D'où vous est venue l'inspiration ?
Ce premier roman est précieux et mystérieux pour moi, car c'est suite à la perte de ma grand-mère, l'une de mes deux fées, que j'en ai amorcé la rédaction. Je l'ai d'abord construit comme un film, et cette première version était intitulée « Simplement pour la beauté des choses ». J'ai donc imaginé différents personnages, qui avaient tous un petit quelque chose de ma chère Antoinette. Et c'est ainsi que Rose, Lady Dumburry et Jane ont pris naissance.

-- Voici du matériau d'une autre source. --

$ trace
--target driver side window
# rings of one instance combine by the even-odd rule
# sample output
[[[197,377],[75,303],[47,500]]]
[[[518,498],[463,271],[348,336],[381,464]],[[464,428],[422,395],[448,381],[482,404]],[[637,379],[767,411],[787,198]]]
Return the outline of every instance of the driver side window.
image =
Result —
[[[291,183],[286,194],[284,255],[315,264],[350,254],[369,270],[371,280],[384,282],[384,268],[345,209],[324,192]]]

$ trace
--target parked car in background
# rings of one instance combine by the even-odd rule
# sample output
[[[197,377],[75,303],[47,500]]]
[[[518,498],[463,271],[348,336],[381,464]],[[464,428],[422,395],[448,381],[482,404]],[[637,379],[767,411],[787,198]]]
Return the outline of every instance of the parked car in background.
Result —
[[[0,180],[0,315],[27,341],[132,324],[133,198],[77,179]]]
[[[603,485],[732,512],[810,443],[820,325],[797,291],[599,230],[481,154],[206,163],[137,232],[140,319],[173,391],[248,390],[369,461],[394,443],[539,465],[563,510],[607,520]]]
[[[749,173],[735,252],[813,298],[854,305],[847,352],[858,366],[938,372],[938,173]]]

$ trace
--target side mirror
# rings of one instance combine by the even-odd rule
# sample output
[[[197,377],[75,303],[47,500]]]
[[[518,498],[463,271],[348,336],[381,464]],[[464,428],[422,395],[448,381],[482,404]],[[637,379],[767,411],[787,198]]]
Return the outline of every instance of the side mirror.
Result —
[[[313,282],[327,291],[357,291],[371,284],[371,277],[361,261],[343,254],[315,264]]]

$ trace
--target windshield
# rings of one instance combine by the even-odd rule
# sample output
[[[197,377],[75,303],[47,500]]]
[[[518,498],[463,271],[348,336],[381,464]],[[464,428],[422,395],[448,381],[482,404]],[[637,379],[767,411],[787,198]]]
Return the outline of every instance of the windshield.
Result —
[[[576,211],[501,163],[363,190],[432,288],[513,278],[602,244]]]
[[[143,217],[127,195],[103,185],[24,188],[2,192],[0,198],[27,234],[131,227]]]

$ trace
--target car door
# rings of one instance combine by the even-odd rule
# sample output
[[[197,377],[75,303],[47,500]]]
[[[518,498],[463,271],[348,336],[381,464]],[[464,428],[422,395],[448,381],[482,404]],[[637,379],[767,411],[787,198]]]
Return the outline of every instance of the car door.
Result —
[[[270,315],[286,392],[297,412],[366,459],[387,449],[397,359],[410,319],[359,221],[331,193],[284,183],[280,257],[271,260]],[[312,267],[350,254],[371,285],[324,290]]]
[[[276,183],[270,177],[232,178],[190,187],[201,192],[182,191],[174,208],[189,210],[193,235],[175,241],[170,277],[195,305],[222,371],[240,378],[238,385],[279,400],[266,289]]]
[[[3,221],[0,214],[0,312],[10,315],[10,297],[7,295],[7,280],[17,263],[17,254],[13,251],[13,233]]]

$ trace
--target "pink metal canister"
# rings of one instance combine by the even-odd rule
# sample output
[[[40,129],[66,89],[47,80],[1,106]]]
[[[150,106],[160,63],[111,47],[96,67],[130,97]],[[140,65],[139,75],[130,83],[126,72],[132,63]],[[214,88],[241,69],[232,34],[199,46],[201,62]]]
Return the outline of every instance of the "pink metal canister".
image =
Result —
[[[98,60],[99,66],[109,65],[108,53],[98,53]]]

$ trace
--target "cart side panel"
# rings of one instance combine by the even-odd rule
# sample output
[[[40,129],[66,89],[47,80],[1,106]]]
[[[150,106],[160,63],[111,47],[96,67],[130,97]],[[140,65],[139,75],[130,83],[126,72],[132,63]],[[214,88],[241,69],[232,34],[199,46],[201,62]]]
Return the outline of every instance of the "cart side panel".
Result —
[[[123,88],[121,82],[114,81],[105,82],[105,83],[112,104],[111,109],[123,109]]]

Sans savoir où me mènerait ce récit au début de son écriture, je savais par contre que je voulais écrire quelque chose de beau... comme un thé à la bergamote que l'on déguste par pur plaisir. C'est pourquoi, mes personnages vivent en douceur. Ils n'ont pas de malheurs, ni de grands maux. En écriture, que ce soit d'un scénario ou d'un roman, je préfère la douceur aux drames. Je crois sincèrement que c'est ce dont notre réalité actuelle a le plus besoin.
Alors à l'apogée de sa carrière, une diva, Rose, remet son choix de vie en question après une simple question posée par une journaliste.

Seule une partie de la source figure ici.